The men were, in fact, physically perfect. “I don’t think it really matters, do you?” she said.

“Shall we take a peek at the Colloseum?” suggested Minerva.


When they arose every woman arose likewise and they found themselves in a long procession. Women now were openly staring at him and even touching him. Minerva was completing her spiel as they approached the gates. “Erected by Sicilian craftsmen in 2014 it is one quarter the size of the original, but still, you will agree, imposing.”

“The original Colosseum boasted a capacity of ten thousand. We can manage a little over three. At a pinch.”

The swelling crowd was clearly audible above them now, the sound interrupted only by the sudden roar of a wild beast beneath them. “The tiger,” Minerva continued mechanically, “was sourced from India.”

“Women enter upwards via the stairs.
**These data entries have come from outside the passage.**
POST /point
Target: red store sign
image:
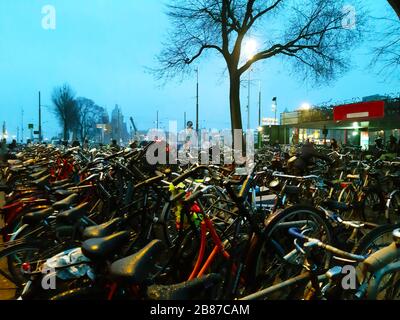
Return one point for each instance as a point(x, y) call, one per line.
point(357, 111)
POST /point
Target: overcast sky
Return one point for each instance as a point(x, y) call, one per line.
point(102, 48)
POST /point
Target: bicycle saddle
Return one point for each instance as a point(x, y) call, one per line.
point(37, 216)
point(99, 249)
point(60, 183)
point(42, 181)
point(188, 290)
point(72, 215)
point(336, 205)
point(38, 174)
point(292, 190)
point(63, 193)
point(137, 267)
point(65, 203)
point(101, 230)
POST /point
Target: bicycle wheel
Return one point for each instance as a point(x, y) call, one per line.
point(11, 276)
point(376, 239)
point(349, 196)
point(272, 264)
point(393, 208)
point(88, 293)
point(373, 205)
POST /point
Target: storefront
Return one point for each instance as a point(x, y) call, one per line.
point(356, 123)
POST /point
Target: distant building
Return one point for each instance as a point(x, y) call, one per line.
point(119, 129)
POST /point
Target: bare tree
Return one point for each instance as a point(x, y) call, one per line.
point(65, 108)
point(387, 53)
point(315, 34)
point(88, 114)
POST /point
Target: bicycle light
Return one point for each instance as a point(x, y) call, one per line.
point(396, 237)
point(26, 267)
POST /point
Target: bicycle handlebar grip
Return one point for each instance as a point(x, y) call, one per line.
point(342, 253)
point(187, 174)
point(295, 232)
point(193, 196)
point(381, 258)
point(115, 155)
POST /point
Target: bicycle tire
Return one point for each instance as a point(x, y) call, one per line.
point(274, 259)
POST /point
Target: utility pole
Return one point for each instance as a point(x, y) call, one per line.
point(248, 100)
point(40, 120)
point(259, 116)
point(22, 125)
point(259, 105)
point(275, 108)
point(197, 101)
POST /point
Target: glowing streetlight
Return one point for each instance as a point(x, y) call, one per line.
point(250, 48)
point(305, 106)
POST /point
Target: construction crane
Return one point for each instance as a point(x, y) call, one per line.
point(135, 131)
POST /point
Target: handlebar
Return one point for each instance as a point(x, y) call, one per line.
point(311, 242)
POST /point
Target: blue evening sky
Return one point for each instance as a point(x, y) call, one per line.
point(102, 48)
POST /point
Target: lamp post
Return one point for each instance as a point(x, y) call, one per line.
point(40, 119)
point(249, 50)
point(275, 108)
Men go down.”

“I’m not sure that I like this,” Simon managed to blurt out.

By then the Centurions had him by each arm and he was forced into the darkness beneath the stadium.


“Spear or pitchfork?” They thrust his selection forward and then ejected him out again into the sunlight and into the deafening roar of the crowd. He was immediately turning in panic, running first left then right attempting to locate the gate behind which his predator was contained. He had chosen the pitchfork.

The women around her were chanting and baying for blood. She contented herself with a simple smile and waited for the tiger to be released.